Vilma Gold

Hannah Sawtell

RE PETITIONER IN ZERO TIME

16 Oct – 16 Nov 2013

  • Installation view
RE PETITIONER IN ZERO TIME. RE PETITIONER IN ZERO TIME
, Hannah Sawtell
    Installation view RE PETITIONER IN ZERO TIME
  • Installation view
RE PETITIONER IN ZERO TIME. RE PETITIONER IN ZERO TIME
, Hannah Sawtell
    Installation view RE PETITIONER IN ZERO TIME
  • Installation view
RE PETITIONER IN ZERO TIME. RE PETITIONER IN ZERO TIME
, Hannah Sawtell
    Installation view RE PETITIONER IN ZERO TIME
  •  

    RE PETITIONER IN ZERO TIME

    desert becoming stratified surplus

    a glowing rave of labour matter

    austerity pigeon drone

    fuel has run out

    investment moved

    a zone as proposition

    no bouncers and no dress code

    this psychoacoustic generating vessel is part built

    global grey viral

    towards deceleration

     

    For Hannah Sawtell’s first solo show at Vilma Gold, she has designed a space that employs what she describes as “bespoke psychoacoustic apparatus” and a projected HD video animation.

    For ‘RE PETITIONER IN ZERO TIME’ the viewer is posited between bespoke transmitters and a video screen, which also functions acoustically. Sawtell makes industrially produced locally made objects that are designed after a period of working with the manufacturer. The digital sound, made by Sawtell with handheld devices, rebounds toward the viewer via the acoustic screen engendering an aural image and creating a rhythmic spatial environment with a density of social-noise, what Sawtell describes as “Global Grey Viral”.

    The video employs an aesthetic influenced by record covers, war games and ‘Fly like a bird’, a game that takes a bird’s eye view of an all but abandoned scenario. Sawtell’s video uses a computer generated single shot, which is then conjoined with a video of architectural images edited by accessible social media tools.

    Sawtell harnesses and utilises moving imagery with a rhythmic looped materiality and a repetitive deceleration, a concrete statement of dialectical noise. Her videos and installations make recordings of the labour held within objects so that the digital and the material transmit together.

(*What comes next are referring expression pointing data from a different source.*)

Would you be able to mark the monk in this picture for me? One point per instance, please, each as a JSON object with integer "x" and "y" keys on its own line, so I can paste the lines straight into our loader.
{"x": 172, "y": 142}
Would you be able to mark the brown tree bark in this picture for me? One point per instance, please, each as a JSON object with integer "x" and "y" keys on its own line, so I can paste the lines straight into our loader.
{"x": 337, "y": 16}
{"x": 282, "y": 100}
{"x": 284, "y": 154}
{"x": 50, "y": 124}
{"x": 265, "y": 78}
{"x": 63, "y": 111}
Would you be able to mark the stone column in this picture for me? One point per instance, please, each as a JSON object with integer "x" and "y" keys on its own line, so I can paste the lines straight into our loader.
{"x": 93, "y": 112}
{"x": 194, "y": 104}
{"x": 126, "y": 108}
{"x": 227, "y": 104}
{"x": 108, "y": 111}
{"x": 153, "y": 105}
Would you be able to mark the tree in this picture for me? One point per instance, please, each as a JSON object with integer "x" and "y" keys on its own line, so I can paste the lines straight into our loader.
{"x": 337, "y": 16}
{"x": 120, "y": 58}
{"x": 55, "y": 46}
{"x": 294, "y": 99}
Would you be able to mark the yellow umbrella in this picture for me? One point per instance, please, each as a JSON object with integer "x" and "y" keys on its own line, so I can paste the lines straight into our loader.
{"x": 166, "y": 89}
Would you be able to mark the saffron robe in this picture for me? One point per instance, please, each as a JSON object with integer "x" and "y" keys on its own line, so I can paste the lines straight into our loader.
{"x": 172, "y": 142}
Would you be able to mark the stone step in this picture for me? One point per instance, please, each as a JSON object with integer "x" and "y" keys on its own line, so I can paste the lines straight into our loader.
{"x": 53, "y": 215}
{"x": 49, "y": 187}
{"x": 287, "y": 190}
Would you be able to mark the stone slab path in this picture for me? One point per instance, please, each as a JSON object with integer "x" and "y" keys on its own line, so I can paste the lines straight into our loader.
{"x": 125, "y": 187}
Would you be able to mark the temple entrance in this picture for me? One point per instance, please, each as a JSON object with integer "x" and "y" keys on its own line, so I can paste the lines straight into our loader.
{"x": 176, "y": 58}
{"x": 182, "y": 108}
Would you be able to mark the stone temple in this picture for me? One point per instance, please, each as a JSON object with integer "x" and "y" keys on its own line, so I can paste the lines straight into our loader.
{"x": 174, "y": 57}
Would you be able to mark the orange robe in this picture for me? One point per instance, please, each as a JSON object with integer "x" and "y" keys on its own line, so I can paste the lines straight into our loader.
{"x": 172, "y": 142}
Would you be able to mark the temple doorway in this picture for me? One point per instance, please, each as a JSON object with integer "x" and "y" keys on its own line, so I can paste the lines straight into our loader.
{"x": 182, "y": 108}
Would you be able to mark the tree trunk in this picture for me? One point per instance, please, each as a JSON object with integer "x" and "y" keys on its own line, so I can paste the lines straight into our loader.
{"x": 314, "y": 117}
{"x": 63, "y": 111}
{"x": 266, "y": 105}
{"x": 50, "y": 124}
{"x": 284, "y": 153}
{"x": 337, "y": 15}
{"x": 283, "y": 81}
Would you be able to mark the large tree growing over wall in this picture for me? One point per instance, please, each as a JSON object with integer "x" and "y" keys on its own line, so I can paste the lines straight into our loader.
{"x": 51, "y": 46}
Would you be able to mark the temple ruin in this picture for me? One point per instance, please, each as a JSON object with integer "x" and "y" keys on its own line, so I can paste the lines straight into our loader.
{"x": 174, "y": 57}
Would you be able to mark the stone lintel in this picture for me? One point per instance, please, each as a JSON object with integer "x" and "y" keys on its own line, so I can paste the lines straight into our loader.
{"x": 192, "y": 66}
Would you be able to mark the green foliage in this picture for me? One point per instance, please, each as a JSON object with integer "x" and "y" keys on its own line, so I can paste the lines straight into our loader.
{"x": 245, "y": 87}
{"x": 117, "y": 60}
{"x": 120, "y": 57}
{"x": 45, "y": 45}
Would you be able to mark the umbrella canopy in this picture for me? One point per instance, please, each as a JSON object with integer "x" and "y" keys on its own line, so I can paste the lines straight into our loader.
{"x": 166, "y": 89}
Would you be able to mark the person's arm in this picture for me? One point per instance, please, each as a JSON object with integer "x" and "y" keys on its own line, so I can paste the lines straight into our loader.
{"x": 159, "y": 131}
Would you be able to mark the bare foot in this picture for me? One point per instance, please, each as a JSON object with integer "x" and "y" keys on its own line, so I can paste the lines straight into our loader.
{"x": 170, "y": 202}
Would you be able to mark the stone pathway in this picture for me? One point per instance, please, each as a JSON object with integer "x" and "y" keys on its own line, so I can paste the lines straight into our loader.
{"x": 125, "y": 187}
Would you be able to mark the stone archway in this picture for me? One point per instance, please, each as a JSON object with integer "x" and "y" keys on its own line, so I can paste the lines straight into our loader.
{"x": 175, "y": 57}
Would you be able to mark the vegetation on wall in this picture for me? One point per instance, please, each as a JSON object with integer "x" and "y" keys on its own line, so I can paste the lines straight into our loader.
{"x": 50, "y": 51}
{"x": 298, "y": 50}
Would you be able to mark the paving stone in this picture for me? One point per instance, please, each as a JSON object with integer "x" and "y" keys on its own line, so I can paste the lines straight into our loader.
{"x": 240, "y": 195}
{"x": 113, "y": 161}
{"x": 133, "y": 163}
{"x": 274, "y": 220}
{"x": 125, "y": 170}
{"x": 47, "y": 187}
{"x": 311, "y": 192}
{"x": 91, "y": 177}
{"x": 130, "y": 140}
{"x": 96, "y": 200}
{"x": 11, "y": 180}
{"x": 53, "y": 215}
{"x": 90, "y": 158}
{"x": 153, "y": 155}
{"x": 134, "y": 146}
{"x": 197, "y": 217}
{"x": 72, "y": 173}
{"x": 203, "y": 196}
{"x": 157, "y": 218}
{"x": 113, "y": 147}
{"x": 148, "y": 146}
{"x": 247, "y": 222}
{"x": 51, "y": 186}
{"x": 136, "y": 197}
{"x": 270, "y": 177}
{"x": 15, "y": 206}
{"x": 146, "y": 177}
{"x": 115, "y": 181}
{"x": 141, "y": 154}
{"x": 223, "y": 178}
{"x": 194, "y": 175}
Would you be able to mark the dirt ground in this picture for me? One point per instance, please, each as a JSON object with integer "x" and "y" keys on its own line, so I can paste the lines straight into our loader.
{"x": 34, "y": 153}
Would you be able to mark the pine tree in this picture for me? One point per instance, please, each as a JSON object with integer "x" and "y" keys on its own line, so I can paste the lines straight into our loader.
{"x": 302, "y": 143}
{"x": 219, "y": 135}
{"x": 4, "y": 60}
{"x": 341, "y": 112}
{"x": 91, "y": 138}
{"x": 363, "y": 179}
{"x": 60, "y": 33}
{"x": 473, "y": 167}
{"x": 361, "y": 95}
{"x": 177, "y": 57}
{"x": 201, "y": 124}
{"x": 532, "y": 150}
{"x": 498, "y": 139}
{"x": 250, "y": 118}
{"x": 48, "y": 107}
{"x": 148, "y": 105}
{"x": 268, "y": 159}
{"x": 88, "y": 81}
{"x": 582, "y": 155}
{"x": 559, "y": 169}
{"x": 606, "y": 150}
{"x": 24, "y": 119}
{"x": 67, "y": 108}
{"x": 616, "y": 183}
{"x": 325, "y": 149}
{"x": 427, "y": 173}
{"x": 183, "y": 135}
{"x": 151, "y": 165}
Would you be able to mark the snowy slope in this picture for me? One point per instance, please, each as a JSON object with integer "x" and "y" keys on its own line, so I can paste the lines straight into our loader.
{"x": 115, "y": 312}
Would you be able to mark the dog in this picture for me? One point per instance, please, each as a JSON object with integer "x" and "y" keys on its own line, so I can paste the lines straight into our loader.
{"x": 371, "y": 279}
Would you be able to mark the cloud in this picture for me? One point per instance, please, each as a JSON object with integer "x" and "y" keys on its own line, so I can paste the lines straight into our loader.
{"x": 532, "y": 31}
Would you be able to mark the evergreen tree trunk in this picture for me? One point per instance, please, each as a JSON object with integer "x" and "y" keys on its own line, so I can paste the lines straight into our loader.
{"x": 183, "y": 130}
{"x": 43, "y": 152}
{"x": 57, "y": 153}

    The Daily Worker Offices and Printing Press in Clerkenwell was designed by Erno Goldfinger in 1946. In the 1980’s the newspaper, by then called the Morning Star, sold the building and moved to Old Street. Consequently developers demolished William Rust House in 1988. For this show Sawtell rebuilds Goldfinger’s home for the Socialist daily paper. Using the original architectural drawings, she moulds contemporary virtual space.

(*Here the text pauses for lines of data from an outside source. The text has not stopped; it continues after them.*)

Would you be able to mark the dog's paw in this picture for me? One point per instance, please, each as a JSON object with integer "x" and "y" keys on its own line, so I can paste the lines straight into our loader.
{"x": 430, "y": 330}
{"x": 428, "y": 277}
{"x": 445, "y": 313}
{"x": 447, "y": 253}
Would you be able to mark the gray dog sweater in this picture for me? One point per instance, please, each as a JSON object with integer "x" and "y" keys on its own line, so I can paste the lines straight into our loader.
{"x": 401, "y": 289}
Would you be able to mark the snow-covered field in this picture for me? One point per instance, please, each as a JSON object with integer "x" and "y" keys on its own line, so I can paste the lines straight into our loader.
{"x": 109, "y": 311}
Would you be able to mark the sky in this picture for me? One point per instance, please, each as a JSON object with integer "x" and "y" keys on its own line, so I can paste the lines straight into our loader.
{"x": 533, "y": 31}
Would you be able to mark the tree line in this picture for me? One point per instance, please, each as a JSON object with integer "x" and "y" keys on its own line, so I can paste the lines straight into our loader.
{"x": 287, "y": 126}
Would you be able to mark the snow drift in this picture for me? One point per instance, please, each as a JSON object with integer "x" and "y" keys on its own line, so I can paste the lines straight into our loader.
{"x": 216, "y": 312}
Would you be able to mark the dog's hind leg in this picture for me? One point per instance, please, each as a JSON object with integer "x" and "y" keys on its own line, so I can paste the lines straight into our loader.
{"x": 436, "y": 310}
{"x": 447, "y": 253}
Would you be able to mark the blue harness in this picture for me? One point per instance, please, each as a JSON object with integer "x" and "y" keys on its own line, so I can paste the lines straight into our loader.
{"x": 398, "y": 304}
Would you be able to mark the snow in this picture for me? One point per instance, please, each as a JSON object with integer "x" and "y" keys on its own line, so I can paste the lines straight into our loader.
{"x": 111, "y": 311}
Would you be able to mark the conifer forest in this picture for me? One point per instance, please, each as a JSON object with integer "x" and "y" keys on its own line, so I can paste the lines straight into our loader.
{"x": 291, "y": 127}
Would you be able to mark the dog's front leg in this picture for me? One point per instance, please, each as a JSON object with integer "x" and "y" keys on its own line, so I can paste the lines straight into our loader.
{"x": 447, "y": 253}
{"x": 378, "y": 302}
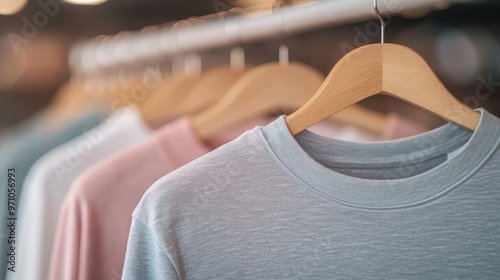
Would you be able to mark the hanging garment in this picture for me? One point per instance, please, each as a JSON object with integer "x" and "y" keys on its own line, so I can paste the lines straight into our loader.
{"x": 49, "y": 180}
{"x": 20, "y": 154}
{"x": 272, "y": 206}
{"x": 96, "y": 215}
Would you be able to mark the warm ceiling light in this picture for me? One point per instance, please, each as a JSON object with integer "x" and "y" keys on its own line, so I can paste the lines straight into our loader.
{"x": 10, "y": 7}
{"x": 85, "y": 2}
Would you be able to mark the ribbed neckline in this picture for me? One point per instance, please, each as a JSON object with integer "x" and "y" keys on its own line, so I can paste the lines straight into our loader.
{"x": 294, "y": 153}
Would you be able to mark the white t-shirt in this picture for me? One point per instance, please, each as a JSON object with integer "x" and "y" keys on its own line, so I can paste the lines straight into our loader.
{"x": 49, "y": 180}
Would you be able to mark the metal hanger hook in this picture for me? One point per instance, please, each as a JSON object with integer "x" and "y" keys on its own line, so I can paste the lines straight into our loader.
{"x": 382, "y": 22}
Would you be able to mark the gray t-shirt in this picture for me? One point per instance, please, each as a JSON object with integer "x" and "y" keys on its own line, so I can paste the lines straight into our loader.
{"x": 272, "y": 206}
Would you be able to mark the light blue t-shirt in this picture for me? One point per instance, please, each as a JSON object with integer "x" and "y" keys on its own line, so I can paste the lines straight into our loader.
{"x": 269, "y": 205}
{"x": 18, "y": 155}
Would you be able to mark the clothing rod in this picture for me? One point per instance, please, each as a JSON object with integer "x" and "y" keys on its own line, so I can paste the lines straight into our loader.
{"x": 97, "y": 55}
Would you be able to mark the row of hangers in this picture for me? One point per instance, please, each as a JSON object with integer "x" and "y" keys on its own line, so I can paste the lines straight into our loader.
{"x": 225, "y": 96}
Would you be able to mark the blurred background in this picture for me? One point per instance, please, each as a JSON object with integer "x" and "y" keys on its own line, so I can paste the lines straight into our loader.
{"x": 461, "y": 43}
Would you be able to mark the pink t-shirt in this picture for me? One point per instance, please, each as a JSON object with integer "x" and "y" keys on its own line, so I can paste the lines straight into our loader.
{"x": 102, "y": 199}
{"x": 96, "y": 215}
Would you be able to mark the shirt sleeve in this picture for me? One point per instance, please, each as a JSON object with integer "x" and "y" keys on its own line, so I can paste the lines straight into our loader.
{"x": 145, "y": 258}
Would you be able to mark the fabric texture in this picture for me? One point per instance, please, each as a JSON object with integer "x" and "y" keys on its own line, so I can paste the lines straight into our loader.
{"x": 96, "y": 215}
{"x": 49, "y": 180}
{"x": 272, "y": 206}
{"x": 21, "y": 152}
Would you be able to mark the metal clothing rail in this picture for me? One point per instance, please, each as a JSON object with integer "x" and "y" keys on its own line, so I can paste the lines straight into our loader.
{"x": 97, "y": 55}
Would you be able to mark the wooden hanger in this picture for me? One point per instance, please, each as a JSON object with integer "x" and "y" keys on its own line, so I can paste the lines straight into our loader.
{"x": 390, "y": 69}
{"x": 267, "y": 88}
{"x": 185, "y": 95}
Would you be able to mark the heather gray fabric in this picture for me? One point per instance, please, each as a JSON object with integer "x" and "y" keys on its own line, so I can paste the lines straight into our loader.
{"x": 272, "y": 206}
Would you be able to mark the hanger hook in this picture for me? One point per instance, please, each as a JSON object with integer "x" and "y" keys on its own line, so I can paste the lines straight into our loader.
{"x": 382, "y": 22}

    All facets of ‘RE PETITIONER IN ZERO TIME’ have been made during Sawtell’s ongoing work with animators, industrial manufacturers, musicians, designers and writers. This exhibition balances research, the object and space as proposition, digital sound-work and autobiography.

    Sawtell will also publish Broadsheet Number 4, ‘RE PETITIONER’. Her Broadsheet series is a free itinerant print project.

    Broadsheet Number 4 is printed by the Mirror Trinity and co-designed by Michal Boncza. Boncza is a former member of the editorial board of Artery Magazine. His design work includes posters for Latin America solidarity, global union federations and he currently works for the Morning Star daily newspaper.

    Broadsheet Number 4, ‘RE PETITIONER’, consists of texts written by various artists and writers. All of these co-workers have shaped the outcome of this publication.

    RE PETITIONER’ is funded by Sawtell’s imprint FOUNDLING COURT.

    Hanna Sawtell was born in London where she also lives and works. Her solo shows include 2012 at the ICA, London: and ICA at Bloomberg SPACE, for these linked exhibitions she published Broadsheets 1-3, which were printed and distributed with Business Week magazine and produced ‘Sonic Lumps’ a performance in collaboration with Factory Floor. In 2010 she presented “Entroludes 1-6” at Serpentine Cinema, London. She has been included in group shows; 2013 ‘SoundSpill’, Zabludowicz Collection, New York; in 2012 in ‘With the Tip of a Hat’, The Artist’s Institute, New York and in; in 2011, in ‘Novel’ screening for ‘Time Again’ hosted by SculptureCenter, New York, ‘Outrageous Fortune: artists remake the tarot’, (Hayward Touring), Focal Point Gallery, Southend and in ‘The Great White Way Goes Black’, Vilma Gold, London. Her work has been shown by Dependance, Brussels and included in ‘Display With Sound’. International Project Space, Bournville and she was shortlisted for the Jarman Award this year. She is included in ‘Assembly’: A Survey of Recent Artists’ Film and Video Britain 2008-2013′ at Tate Britain in December 2013 and will have solo exhibitions at Focal Point Gallery, Southend and Bergen Kunsthall, Norway in 2014.